Core Concepts
Proposing the Bias-to-Text (B2T) framework to interpret visual biases as keywords, aiding in bias discovery and debiasing in image classifiers.
Abstract
The content introduces the Bias-to-Text (B2T) framework for identifying and mitigating visual biases in computer vision models. It addresses the challenges of visual bias mitigation by proposing a method that interprets biases as keywords extracted from image captions. The framework aims to provide a clear group naming for bias discovery and facilitate debiasing using these group names. The content is structured into sections covering the introduction, related work, the Bias-to-Text framework, bias discovery, applications of B2T keywords, model comparison, and label diagnosis. It includes experiments, results, and discussions on identifying known biases, discovering novel biases, and applying bias keywords for debiased training, CLIP prompting, model comparison, and label diagnosis.
1. Introduction
- Addressing biases in computer vision models is crucial for real-world AI deployments.
- Visual biases are challenging to mitigate due to their unexplainable nature.
2. Related Work
- Previous research has focused on recognizing and addressing biases in models.
- Studies have attempted to identify visual biases by analyzing problematic samples or attributes.
3. Bias-to-Text (B2T) Framework
- B2T interprets visual biases as keywords extracted from image captions.
- The framework validates bias keywords using a vision-language scoring model like CLIP.
4. Discovering Biases in Image Classifiers
- B2T identifies known biases in benchmark datasets and uncovers novel biases in larger datasets.
- The bias keywords inferred by B2T can be used for debiased training and model comparison.
5. Applications of the B2T Keywords
- B2T keywords can be utilized for debiased training, CLIP zero-shot prompting, model comparison, and label diagnosis.
- The framework offers various applications to assist in responsible image recognition.
6. Ablation Study
- The study evaluates the effect of different captioning and scoring models on the B2T framework.

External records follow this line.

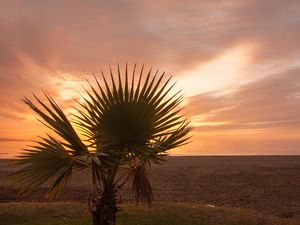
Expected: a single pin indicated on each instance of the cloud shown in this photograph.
(270, 102)
(54, 45)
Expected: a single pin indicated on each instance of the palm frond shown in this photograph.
(47, 159)
(54, 118)
(130, 118)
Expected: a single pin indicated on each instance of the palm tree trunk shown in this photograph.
(105, 210)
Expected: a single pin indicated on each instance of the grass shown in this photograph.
(73, 213)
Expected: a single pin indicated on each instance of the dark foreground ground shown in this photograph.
(267, 185)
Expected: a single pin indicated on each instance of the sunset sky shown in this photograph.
(237, 62)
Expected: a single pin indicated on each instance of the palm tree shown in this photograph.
(122, 128)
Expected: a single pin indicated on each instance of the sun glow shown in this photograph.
(219, 75)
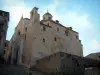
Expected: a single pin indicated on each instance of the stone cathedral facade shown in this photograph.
(34, 39)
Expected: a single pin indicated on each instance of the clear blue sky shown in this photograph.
(82, 15)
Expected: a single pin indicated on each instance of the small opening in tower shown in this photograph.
(25, 36)
(55, 39)
(25, 29)
(57, 29)
(76, 37)
(43, 40)
(19, 33)
(44, 28)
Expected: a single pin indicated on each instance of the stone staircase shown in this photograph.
(13, 70)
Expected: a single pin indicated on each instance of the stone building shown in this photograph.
(4, 19)
(34, 39)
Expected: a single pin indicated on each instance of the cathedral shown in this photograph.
(34, 39)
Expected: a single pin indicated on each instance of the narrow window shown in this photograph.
(76, 37)
(55, 39)
(25, 29)
(66, 32)
(18, 33)
(99, 56)
(57, 29)
(25, 36)
(43, 40)
(48, 24)
(44, 28)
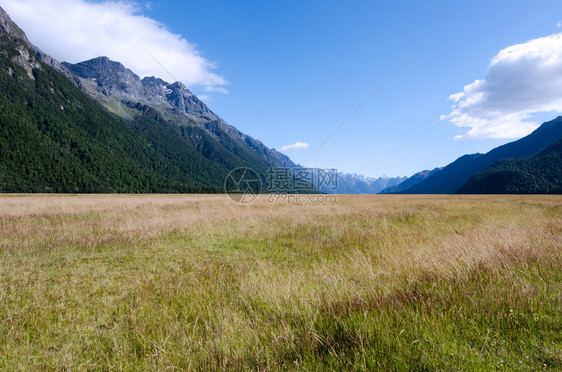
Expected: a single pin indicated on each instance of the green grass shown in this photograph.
(201, 283)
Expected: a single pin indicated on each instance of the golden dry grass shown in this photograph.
(123, 282)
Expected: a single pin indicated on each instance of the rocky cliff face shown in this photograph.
(113, 84)
(119, 89)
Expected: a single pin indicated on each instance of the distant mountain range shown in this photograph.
(528, 165)
(409, 182)
(359, 184)
(96, 126)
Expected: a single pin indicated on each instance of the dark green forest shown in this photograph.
(56, 139)
(538, 174)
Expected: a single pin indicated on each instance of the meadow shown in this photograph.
(198, 282)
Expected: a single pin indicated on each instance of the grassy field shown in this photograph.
(201, 283)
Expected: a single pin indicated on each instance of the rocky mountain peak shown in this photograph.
(7, 26)
(111, 77)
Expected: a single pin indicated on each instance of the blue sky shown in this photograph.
(292, 71)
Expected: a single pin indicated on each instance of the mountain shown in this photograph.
(359, 184)
(409, 182)
(56, 138)
(124, 93)
(538, 174)
(455, 175)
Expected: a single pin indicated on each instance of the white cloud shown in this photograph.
(522, 80)
(77, 30)
(295, 146)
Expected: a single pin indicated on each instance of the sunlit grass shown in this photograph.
(199, 282)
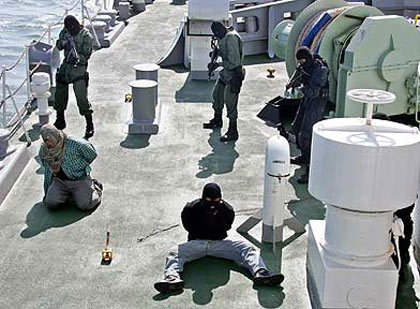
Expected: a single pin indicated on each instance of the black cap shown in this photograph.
(212, 191)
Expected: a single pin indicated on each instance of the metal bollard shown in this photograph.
(139, 6)
(124, 10)
(277, 166)
(144, 102)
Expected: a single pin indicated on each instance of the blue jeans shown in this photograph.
(237, 251)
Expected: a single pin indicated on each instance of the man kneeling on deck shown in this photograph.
(207, 219)
(66, 163)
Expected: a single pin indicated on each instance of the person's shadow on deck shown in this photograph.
(40, 218)
(221, 159)
(207, 274)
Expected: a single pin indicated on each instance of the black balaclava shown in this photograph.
(213, 191)
(219, 30)
(305, 53)
(72, 24)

- Results show consistent rankings and reliable performance across various models.
7. Conclusion
- The B2T framework offers a practical approach to identifying and mitigating biases in image classifiers.
- The framework aims to assist humans in making decisions based on bias keywords.
Stats
To tackle this issue, we propose the Bias-to-Text (B2T) framework, which interprets visual biases as keywords.
Our experiments demonstrate that B2T can identify known biases, such as gender bias in CelebA, background bias in Waterbirds, and distribution shifts in ImageNet-R/C.
For example, we discovered a contextual bias between “bee” and “flower” in ImageNet.
Quotes
"Our experiments demonstrate that B2T can identify known biases, such as gender bias in CelebA, background bias in Waterbirds, and distribution shifts in ImageNet-R/C."